If credit card debt is your main problem, Chapter 7 is usually faster and cheaper. But Chapter 13 has advantages in specific situations:
- You fail the means test. If your income is too high for Chapter 7, Chapter 13 is the alternative.
- You have non-exempt property. Chapter 13 lets you keep all property by paying unsecured creditors at least what they would receive in a Chapter 7 liquidation.
- You are behind on mortgage or car payments. Chapter 13 lets you cure arrears over the plan period while keeping the property.
- You have a prior Chapter 7 discharge. If you received a Chapter 7 discharge within the last 8 years, you cannot get another. But you can file Chapter 13 after 4 years. See 1328f.com.
What Happens at the End of the Plan
After completing all plan payments over 3-5 years, you receive a Chapter 13 discharge. Any remaining unpaid credit card debt is discharged. You owe nothing more to those creditors.
Example: You owe $50,000 in credit card debt. Your plan pays 5% to unsecured creditors over 5 years -- a total of $2,500. The remaining $47,500 is discharged. The creditors receive their pro rata share and have no further claim.

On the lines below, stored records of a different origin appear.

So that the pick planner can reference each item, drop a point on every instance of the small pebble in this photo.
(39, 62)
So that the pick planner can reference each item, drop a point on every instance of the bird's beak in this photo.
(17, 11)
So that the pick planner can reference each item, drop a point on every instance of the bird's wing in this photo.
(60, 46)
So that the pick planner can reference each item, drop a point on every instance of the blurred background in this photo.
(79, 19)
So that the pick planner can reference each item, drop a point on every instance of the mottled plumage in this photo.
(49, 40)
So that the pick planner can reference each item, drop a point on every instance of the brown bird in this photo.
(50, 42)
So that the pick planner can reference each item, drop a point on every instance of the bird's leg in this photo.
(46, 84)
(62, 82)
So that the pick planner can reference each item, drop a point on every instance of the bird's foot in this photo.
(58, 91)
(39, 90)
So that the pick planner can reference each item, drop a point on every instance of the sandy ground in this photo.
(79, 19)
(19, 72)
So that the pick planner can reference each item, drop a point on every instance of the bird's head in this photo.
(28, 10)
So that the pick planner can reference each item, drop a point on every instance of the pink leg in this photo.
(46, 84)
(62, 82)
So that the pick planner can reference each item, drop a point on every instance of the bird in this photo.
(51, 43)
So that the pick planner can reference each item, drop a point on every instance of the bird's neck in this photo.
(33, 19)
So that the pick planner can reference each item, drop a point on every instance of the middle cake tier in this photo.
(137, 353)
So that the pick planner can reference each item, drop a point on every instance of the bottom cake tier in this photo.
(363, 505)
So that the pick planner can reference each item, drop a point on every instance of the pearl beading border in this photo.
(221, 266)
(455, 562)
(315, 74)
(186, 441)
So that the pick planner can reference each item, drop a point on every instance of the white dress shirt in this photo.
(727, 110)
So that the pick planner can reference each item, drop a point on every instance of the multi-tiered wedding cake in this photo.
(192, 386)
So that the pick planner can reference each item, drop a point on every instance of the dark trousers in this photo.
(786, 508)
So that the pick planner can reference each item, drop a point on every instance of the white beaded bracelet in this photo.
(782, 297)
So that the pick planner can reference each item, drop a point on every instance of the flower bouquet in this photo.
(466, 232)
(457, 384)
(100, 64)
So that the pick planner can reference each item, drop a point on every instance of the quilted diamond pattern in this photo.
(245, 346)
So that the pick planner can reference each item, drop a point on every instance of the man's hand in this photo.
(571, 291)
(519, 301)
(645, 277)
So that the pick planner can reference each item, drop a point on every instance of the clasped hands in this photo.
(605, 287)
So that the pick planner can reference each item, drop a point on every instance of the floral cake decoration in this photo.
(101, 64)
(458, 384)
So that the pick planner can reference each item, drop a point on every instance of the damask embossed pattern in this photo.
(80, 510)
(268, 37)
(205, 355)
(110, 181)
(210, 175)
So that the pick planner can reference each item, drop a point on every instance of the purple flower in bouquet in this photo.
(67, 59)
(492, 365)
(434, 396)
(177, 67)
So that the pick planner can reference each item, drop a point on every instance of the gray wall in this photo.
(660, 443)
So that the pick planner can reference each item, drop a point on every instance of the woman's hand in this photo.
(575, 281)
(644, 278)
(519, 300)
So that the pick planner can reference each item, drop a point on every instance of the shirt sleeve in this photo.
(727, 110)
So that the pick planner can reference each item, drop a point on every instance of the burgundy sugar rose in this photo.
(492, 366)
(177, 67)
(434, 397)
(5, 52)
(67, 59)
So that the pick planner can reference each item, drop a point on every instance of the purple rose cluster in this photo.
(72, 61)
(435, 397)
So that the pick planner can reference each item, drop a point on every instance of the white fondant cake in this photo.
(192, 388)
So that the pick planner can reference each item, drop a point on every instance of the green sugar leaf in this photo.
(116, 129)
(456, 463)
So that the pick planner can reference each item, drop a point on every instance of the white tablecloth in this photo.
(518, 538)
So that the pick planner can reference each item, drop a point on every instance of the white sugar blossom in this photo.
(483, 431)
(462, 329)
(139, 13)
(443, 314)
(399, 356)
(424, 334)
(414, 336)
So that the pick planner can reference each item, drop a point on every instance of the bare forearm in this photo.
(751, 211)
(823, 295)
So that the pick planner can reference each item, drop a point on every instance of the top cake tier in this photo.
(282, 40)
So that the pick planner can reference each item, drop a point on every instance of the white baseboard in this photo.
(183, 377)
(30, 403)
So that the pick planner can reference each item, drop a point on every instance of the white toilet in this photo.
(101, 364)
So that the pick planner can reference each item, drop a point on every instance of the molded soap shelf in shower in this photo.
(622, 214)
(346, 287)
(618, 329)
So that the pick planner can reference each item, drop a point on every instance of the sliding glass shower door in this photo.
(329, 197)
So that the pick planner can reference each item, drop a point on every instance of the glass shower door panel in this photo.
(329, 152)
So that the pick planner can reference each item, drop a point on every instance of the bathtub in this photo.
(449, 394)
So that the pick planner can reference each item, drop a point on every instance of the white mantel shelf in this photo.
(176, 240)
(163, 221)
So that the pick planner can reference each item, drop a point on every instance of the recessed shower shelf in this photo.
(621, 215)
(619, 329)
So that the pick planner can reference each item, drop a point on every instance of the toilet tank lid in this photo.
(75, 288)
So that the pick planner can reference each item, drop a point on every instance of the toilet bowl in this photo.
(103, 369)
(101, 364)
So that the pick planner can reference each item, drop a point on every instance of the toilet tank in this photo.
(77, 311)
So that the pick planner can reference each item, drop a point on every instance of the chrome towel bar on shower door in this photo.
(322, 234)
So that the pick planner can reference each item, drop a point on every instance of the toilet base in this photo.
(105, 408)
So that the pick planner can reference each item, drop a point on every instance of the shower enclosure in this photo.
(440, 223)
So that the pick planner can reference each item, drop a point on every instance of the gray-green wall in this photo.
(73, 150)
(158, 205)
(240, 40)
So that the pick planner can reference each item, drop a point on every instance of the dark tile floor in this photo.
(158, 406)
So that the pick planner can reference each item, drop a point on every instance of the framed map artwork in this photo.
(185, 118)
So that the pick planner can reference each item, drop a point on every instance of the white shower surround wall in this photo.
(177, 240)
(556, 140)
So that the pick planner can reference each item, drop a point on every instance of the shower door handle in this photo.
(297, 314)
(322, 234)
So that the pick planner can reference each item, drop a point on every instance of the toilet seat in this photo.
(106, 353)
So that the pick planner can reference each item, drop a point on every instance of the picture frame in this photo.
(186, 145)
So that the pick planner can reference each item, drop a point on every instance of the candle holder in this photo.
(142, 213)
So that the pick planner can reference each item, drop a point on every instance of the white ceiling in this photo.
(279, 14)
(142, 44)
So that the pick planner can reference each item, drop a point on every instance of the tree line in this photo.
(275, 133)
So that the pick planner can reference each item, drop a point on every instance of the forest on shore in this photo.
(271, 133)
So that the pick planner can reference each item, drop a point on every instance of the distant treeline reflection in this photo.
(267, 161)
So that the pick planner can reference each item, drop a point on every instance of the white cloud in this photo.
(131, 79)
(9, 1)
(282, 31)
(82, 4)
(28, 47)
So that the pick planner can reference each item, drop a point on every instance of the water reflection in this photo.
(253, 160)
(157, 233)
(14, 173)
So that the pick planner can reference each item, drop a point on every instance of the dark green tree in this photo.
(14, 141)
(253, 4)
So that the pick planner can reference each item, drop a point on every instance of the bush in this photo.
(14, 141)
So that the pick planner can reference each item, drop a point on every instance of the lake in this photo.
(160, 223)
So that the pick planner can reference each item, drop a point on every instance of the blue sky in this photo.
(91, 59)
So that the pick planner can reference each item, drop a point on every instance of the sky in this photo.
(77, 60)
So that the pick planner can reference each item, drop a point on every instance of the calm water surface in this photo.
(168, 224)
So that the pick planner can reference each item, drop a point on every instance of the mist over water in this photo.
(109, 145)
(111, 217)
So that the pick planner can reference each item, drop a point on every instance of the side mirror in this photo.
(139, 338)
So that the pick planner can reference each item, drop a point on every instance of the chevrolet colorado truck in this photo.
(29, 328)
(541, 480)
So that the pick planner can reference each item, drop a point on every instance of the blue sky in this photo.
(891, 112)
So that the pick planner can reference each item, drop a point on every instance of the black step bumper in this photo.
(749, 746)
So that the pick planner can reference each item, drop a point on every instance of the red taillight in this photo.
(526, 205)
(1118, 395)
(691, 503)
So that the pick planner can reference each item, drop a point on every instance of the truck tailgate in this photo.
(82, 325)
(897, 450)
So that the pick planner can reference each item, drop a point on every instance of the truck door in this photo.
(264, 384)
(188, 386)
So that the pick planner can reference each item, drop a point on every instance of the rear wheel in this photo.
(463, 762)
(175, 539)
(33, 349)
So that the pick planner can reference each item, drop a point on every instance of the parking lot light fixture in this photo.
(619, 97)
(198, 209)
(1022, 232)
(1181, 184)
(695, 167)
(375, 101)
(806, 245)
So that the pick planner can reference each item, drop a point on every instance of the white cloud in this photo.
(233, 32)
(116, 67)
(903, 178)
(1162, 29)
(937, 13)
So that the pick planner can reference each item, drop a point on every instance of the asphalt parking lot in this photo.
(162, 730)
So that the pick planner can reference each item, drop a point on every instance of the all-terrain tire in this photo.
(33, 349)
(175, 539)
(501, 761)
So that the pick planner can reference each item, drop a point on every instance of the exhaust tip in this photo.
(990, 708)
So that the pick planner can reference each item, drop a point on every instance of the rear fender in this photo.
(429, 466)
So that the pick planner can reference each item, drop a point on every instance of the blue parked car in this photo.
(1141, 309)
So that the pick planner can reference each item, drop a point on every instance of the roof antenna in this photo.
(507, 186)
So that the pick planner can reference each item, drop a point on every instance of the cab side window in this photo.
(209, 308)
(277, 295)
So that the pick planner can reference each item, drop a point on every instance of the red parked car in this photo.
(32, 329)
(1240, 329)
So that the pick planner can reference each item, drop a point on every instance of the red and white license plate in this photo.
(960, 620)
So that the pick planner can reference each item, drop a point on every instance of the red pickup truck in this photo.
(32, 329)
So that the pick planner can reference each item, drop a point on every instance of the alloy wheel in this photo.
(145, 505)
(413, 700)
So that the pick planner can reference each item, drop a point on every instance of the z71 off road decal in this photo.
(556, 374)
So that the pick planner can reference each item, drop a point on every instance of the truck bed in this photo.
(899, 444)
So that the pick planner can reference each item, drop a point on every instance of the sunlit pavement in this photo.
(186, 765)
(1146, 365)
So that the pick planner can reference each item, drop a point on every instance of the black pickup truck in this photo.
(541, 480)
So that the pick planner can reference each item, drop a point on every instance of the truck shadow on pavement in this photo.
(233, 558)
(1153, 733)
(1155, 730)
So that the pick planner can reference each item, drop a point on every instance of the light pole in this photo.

Completion rates: Nationally, only about 33-40% of Chapter 13 cases result in a discharge. The rest are dismissed before completion, usually because the debtor cannot maintain plan payments. If your case is dismissed, credit card companies can resume collection.
Chapter 13 Plan Payments and Credit Cards
Your monthly plan payment goes to the Chapter 13 trustee, who distributes it according to the confirmed plan:
- Trustee fee (typically 5-10% of the payment)
- Secured debts (mortgage arrears, car payments)
- Priority debts (taxes, domestic support)
- Unsecured debts (credit cards, medical bills, personal loans) -- whatever is left
Credit card companies are at the bottom of the priority ladder. They receive payment only after all higher-priority claims are satisfied.